De A comme amnésie à Z pour Zouave, Pierre Bénard nous présente son ami le professeur Tournesol, cette « crème d’homme », dixit le capitaine Haddock. Un tendre et savoureux tryphonnaire pour grands enfants.
Assurément, non seulement Pierre Bénard aime Tintin d’une passion dévorante, mais il s’est aussi attaché à chacun de ses compagnons. Or, Les Aventures de Tintin et de Milou se sont enrichies avec le temps. La série fonctionne par accrétion : au duo initial viendront s’ajouter le capitaine Haddock, puis le professeur Tournesol. L’intempérance et le courage du premier, la surdité et la distraction du second, apporteront l’humour et les surprises qui manquaient à un héros conçu trop parfait.
Tryphon Tournesol, qui n’est pas encore professeur, surgit le cinq mars 1943, en pleine occupation allemande, dans le journal belge Le Soir. L’inconnu propose son aide au capitaine Haddock, qui le renvoie sans ménagement. Hergé est un merveilleux créateur. Le personnage est réussi : en seulement quelques cases, il l’impose définitivement à ses lecteurs.
La plume de Pierre Bénard est belle, le vocabulaire est riche et les longues phrases nous transportent agréablement au gré de sa propre fantaisie : « Il porte sur son visage une expression gentille, obtuse, absente, paumée. Il a courtoisement soulevé soin petit chapeau sur une calvitie lisse et très horizontale. Son nez est une cheville supportant ses bésicles rondes, le bitoniau nasal de Tintin en plus fort, et d’où pendent moustaches et barbe à l’impérial. Son pardessus l’enveloppe comme un cocon trop large. »
Il ne sera fait état du titre universitaire de Monsieur Tournesol qu’à la page 7 d’Objectif Lune. L’inventeur lunatique rivé à son pendule – toujours plus à l’ouest – s’y révèle, à notre grande surprise, un savant atomiste, un concepteur de fusée et un chef d’expédition solide et volontaire.
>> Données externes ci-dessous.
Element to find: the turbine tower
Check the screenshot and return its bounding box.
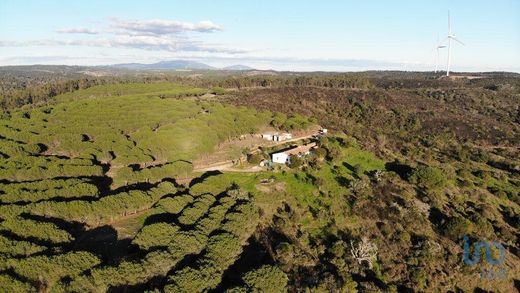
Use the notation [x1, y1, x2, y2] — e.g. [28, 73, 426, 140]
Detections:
[446, 10, 464, 76]
[435, 34, 446, 73]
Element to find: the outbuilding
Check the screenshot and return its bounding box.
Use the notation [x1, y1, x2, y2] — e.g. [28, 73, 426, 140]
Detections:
[272, 152, 289, 164]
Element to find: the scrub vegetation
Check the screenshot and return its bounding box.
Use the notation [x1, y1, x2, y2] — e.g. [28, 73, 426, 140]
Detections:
[0, 71, 520, 292]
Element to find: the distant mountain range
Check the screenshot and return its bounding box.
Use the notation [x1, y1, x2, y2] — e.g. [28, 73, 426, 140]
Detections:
[108, 60, 254, 71]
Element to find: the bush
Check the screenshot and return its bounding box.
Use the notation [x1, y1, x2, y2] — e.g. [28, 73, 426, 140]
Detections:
[445, 217, 473, 241]
[410, 166, 447, 190]
[242, 265, 288, 293]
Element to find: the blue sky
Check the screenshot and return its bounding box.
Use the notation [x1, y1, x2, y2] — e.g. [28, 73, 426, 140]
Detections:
[0, 0, 520, 72]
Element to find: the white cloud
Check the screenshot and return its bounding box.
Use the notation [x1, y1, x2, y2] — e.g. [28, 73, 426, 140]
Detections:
[57, 27, 99, 35]
[0, 35, 247, 54]
[111, 18, 223, 35]
[0, 18, 246, 54]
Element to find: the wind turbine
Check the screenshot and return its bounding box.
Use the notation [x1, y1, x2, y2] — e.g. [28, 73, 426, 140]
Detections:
[446, 10, 464, 76]
[435, 34, 446, 73]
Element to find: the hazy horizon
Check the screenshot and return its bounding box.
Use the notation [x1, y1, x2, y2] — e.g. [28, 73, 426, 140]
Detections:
[0, 1, 520, 72]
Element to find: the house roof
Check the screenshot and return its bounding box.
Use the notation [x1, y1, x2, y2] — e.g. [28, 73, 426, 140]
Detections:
[284, 142, 316, 155]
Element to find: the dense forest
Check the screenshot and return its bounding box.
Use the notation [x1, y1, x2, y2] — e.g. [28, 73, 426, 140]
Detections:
[0, 66, 520, 292]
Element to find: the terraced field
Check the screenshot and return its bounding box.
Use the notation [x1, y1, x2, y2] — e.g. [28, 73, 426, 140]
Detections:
[0, 84, 310, 292]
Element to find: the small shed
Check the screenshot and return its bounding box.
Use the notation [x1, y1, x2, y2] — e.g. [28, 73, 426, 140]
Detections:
[272, 152, 289, 164]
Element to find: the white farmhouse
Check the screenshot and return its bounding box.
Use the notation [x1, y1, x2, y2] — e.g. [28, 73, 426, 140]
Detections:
[262, 133, 274, 140]
[272, 152, 289, 164]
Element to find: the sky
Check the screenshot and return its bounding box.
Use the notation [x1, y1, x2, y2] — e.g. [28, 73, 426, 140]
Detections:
[0, 0, 520, 72]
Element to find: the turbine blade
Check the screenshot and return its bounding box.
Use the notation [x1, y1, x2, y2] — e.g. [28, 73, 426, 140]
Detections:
[448, 10, 451, 35]
[451, 36, 466, 46]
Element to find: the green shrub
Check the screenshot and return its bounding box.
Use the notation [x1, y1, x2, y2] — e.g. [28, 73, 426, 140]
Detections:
[410, 166, 447, 190]
[242, 265, 288, 293]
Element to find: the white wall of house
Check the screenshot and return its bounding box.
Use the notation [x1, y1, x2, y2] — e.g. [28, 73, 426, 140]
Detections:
[262, 134, 273, 140]
[272, 152, 289, 164]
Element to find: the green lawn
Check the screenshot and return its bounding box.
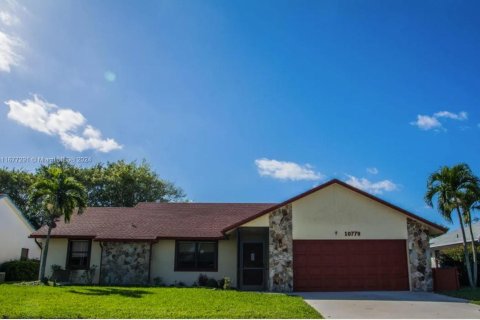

Nous ne sommes pas au bout de nos surprises.
Au fil des pages de ce dictionnaire amoureux, Pierre Bénard traque la moindre expression de notre ami. Il met l’accent sur sa profonde gentillesse, ses écarts d’humeur, sa surdité sélective, mais aussi quelques détails surprenants qui nous avaient échappé. Ainsi, Tournesol embarque son parapluie, que l’on est enclin à imaginer porte-bonheur, sur la fusée lunaire. Il conçoit des fusées et des armes, mais cultive les roses et se révèle galant homme. Ce livre de passionné est une nouvelle invitation à lire, relire et aimer les œuvres d’Hergé.